The Mission for Oregon

Monday, December 17, 2007

Coming Home

All the missionaries who did not abandon Oregon were buried in Oregon. All, but one.

In 1906, Rev. Jason Lee was finally reunited with his family and fellow missionaries. The previous year, a Mrs. Smith French proposed the idea to move his remains from Canada to the Lee Mission Cemetery.[1]

A committee of six oversaw the task, one of which was Lee's son-in-law, Mr. Francis H. Grubbs. Grubbs had never known his father-in-law personally. What's more, his wife, Jason Lee's daughter, was only three years old when news was first sent that her father had died on the other side of the North American continent.

She never knew her father personally -- and had died a quarter of a century prior to his coming home.

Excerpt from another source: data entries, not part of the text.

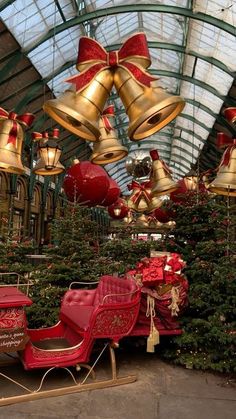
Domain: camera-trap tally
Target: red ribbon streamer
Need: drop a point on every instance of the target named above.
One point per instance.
(133, 57)
(25, 120)
(109, 111)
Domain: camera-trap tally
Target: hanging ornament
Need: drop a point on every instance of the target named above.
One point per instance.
(191, 180)
(161, 176)
(162, 215)
(118, 210)
(230, 114)
(107, 148)
(140, 198)
(113, 193)
(225, 181)
(11, 140)
(48, 163)
(86, 183)
(138, 167)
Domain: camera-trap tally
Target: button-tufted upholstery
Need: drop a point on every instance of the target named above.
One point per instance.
(78, 306)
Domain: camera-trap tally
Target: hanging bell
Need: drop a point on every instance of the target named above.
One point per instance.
(149, 108)
(11, 141)
(225, 181)
(142, 221)
(40, 167)
(154, 203)
(161, 176)
(79, 112)
(107, 148)
(230, 114)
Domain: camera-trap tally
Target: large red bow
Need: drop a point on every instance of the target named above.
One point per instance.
(93, 58)
(109, 111)
(139, 191)
(224, 140)
(25, 120)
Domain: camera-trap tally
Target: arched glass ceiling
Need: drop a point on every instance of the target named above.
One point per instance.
(192, 46)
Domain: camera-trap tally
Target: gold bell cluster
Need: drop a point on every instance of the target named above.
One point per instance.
(148, 106)
(11, 140)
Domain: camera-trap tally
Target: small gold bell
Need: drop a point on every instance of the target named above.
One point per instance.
(79, 112)
(149, 108)
(107, 148)
(161, 178)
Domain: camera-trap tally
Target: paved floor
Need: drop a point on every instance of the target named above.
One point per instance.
(162, 391)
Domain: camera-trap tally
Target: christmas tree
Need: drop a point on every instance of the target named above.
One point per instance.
(74, 255)
(205, 236)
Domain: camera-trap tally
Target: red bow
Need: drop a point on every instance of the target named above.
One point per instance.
(93, 58)
(109, 111)
(140, 190)
(224, 140)
(25, 120)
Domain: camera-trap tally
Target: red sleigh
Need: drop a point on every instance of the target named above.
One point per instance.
(115, 309)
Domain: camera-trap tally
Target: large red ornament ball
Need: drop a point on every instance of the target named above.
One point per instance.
(87, 183)
(113, 193)
(161, 215)
(121, 204)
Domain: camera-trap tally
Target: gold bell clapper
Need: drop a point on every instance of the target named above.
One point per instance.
(11, 140)
(140, 197)
(107, 148)
(161, 176)
(225, 181)
(48, 164)
(230, 114)
(149, 108)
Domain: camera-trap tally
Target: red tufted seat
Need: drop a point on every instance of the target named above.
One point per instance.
(78, 306)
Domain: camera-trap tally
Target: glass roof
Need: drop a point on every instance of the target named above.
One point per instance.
(192, 49)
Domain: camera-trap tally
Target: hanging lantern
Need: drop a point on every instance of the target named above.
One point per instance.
(11, 140)
(120, 205)
(225, 181)
(230, 114)
(107, 148)
(140, 198)
(54, 167)
(113, 193)
(86, 183)
(161, 176)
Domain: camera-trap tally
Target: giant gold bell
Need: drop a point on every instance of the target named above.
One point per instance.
(162, 180)
(154, 203)
(79, 112)
(149, 108)
(107, 148)
(225, 181)
(10, 152)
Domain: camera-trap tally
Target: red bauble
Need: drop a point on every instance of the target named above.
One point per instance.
(112, 194)
(87, 183)
(121, 204)
(161, 215)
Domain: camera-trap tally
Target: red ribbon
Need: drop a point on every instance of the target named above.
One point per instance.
(109, 111)
(140, 191)
(133, 57)
(25, 120)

From right to left: Jason Lee, Francis Grubbs, Lucy Lee Grubbs, and her mother Lucy Thompson Lee

Jason Lee's son-in-law and daughter

The day of his re-internment, June 15th, was impressive. On State St. at the Methodist Church Lee founded, there were services at ten, one, and eight o'clock; and the re-internment service itself was in the cemetery, at three-thirty.[1] There were 20 addresses in all given by prominent individuals from three states. A collection was put together by Grubbs of the day's words in the form of a book. In the beginning of the book he writes a short introduction, and then on page eight there is a beautifully-written article that claims no authorship. I assume it was also written by Grubbs. From that piece:

Echoes from the Past
...
The eulogies upon this occasion followed history closely; but the glamour of romance is over the simple facts of the life of this early missionary. Far and far away are the echoes from the endeavor of those times. They tell of the human experiences of a devoted band of men and women in a beautiful wilderness; of the vicissitudes of life and death as they come everywhere and to all; of the disappointments that belong to the common lot wherever that lot is cast and of the triumph of faith and hope and love over all obstacles.


1. Lee, Jason. "Memorial Services at Re-internment of Remains of Rev. Jason Lee." Salem: Salem Public Library, 1906; pg. 8.